If the A's were to pull off these deals, they would conceivably accomplish the goal of acquiring major upgrades at 2B and 1B/DH without significantly tampering with the clubhouse chemistry dynamics, adding significantly to their payroll or significantly weakening their farm system. As well, they would bolster the middle of their order offensively, without weakening the team defensively.

With these additions, the batting order may look like this:

1. Crisp CF
2. Zobrist 2B
3. Cespedes LF
4. Encarnacion DH
5. Moss 1B
6. Donaldson 3B
7. Reddick RF
8. Norris C
9. Drew SS

As well, the departure of S. Smith (who every A's fan liked, but never fell in love with) and C. Young, could re-open the door to bring back J. Gomes.

Lastly, the A's would be in a comfortable position to resign Brandon McCarthy and add another veteran pitcher to the mix. Personally, I'd like to see the A's try to sign Jorge De La Rosa or Scott Baker because both offer upside when healthy, but the A's have good built-in pitching depth to absorb the loss should they break down (as both these pitchers have a history of doing).

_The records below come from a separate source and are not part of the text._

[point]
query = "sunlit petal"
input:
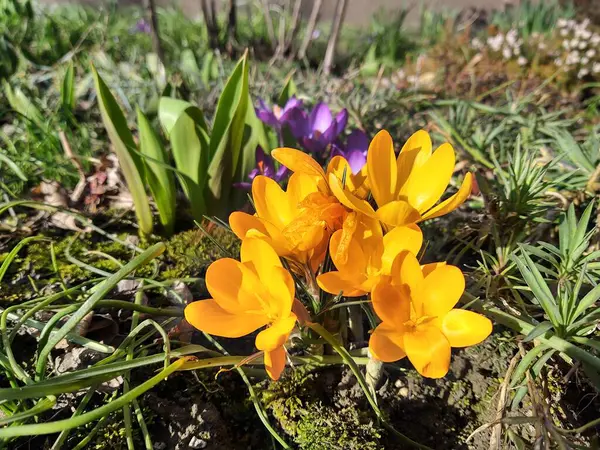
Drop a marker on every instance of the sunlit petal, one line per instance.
(428, 350)
(391, 304)
(441, 290)
(275, 362)
(453, 202)
(463, 328)
(208, 316)
(298, 161)
(399, 239)
(398, 213)
(275, 335)
(271, 201)
(426, 184)
(386, 344)
(414, 154)
(381, 166)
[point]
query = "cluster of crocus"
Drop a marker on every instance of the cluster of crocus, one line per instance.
(367, 220)
(318, 132)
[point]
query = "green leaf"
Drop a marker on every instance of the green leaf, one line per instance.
(288, 91)
(160, 180)
(226, 138)
(67, 93)
(186, 128)
(122, 140)
(19, 102)
(538, 330)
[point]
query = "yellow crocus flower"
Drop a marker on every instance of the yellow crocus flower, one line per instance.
(416, 307)
(246, 296)
(363, 256)
(407, 188)
(297, 222)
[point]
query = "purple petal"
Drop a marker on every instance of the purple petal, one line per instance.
(357, 159)
(358, 140)
(298, 123)
(341, 120)
(320, 118)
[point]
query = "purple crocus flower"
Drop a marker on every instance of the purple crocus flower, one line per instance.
(264, 166)
(319, 129)
(355, 150)
(276, 117)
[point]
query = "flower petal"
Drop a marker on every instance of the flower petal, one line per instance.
(391, 304)
(428, 350)
(231, 285)
(275, 335)
(407, 238)
(298, 161)
(208, 316)
(271, 202)
(463, 328)
(275, 362)
(386, 344)
(426, 184)
(398, 213)
(381, 166)
(415, 152)
(441, 290)
(348, 199)
(453, 202)
(334, 283)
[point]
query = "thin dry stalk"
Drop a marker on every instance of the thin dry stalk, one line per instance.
(310, 29)
(336, 26)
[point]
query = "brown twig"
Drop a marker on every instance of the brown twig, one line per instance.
(336, 26)
(310, 28)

Regardless of whether this off-season unfolds in any way close to the manner which I described above (it won't), the take away point is that the A's are in a much better position to swing potential deals, like the ones articulated above, after the addition of C. Young. Even if the A's carry this OF surplus into the 2013 season, I can still see the value in this trade. For the most part, J. Reddick was great, but his prolonged struggles to make an offensive impact at the end of this past season might have caused concern within the front-office that he is due for a major regression next season. In the event that happens having someone like C. Young in place to slide into the outfield quickly mitigates that problem. If Reddick comes back and continues to establish himself as an impact bat, the A's can always trade Young or Crisp during next season.

But whatever ends Billy Beane ends up doing from here, this trade should be viewed as an objectively great deal for the A's and provide reassurance that the A's front office wants to do everything it can to field another playoff contender for next season (not three years from now). And that should excite any A's fan, because when Billy Beane has this type of short-term focus and passion for building a winner the next season, good things usually happen.